To further examine the potential protective role of subcutaneous fat in female mice, the researchers surgically removed the subcutaneous fat in male and female mice before the initiation of a high-fat or low-fat diet regime.

“Adipose tissue grows back over time, but we wanted to eliminate that initial difference in subcutaneous fat between males and females,” explained Dr. Stranahan.

The researchers found that lipectomy, the surgical removal of the fat, did not influence the levels of gonadal hormones or glucose regulation in mice fed a high-fat diet.

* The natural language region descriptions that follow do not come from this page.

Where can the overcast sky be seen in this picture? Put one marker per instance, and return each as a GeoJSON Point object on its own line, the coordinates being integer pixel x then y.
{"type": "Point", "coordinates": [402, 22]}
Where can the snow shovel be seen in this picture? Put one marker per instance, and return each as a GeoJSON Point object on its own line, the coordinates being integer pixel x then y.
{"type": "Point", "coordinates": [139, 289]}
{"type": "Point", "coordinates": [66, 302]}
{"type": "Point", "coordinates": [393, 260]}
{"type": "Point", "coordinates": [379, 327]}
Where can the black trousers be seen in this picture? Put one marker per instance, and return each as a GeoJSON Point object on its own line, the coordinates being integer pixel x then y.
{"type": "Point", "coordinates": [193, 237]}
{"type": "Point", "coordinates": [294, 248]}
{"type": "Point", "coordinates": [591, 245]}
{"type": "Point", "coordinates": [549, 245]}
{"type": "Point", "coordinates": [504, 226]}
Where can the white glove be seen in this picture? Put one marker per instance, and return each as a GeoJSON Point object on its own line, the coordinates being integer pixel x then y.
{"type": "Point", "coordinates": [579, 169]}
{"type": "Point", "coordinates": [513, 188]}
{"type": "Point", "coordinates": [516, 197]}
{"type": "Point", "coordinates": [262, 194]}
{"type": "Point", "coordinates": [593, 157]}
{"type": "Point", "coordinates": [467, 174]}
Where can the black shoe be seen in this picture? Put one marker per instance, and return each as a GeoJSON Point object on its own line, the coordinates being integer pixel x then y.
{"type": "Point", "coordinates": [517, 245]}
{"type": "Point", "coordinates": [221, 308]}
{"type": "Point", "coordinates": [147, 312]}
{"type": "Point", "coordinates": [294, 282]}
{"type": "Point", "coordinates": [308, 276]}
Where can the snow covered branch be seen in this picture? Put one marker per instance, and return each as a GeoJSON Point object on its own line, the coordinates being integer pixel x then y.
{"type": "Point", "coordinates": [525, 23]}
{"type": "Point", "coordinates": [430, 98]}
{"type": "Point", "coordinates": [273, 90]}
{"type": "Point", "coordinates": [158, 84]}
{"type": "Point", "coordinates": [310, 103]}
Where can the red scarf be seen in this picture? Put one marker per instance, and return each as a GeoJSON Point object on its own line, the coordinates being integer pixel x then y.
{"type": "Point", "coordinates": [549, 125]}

However, the surgical removal of subcutaneous fat resulted in the male-like pattern of accumulation of visceral fat, including an increase in the size of adipose cells, at 12 weeks in female mice on a high-fat diet.

Removal of subcutaneous fat increased inflammation in the adipose tissue of females on a high-fat diet, whereas males on a high-fat diet showed higher levels of inflammation regardless of whether they underwent a lipectomy.

Specifically, female mice on a high-fat diet that underwent lipectomy showed increased markers of inflammation in the visceral adipose tissue at 12 weeks than females on a high-fat diet that underwent sham surgery.

Moreover, lipectomy, but not sham surgery, resulted in elevated levels of the pro-inflammatory proteins TNF-alpha and IL1-beta in the serum of female mice on a high-fat diet.

Lipectomy also had a similar impact on inflammation in the brain. Male mice maintained on a high-fat diet, regardless of lipectomy status, showed an accumulation of macrophages and an increase in the levels of activated microglia in the hypothalamus.

In contrast, these markers of brain inflammation were elevated only in the female mice on a high-fat diet that underwent lipectomy.

Together, these results show that subcutaneous fat protected females from the inflammatory effects associated with obesity.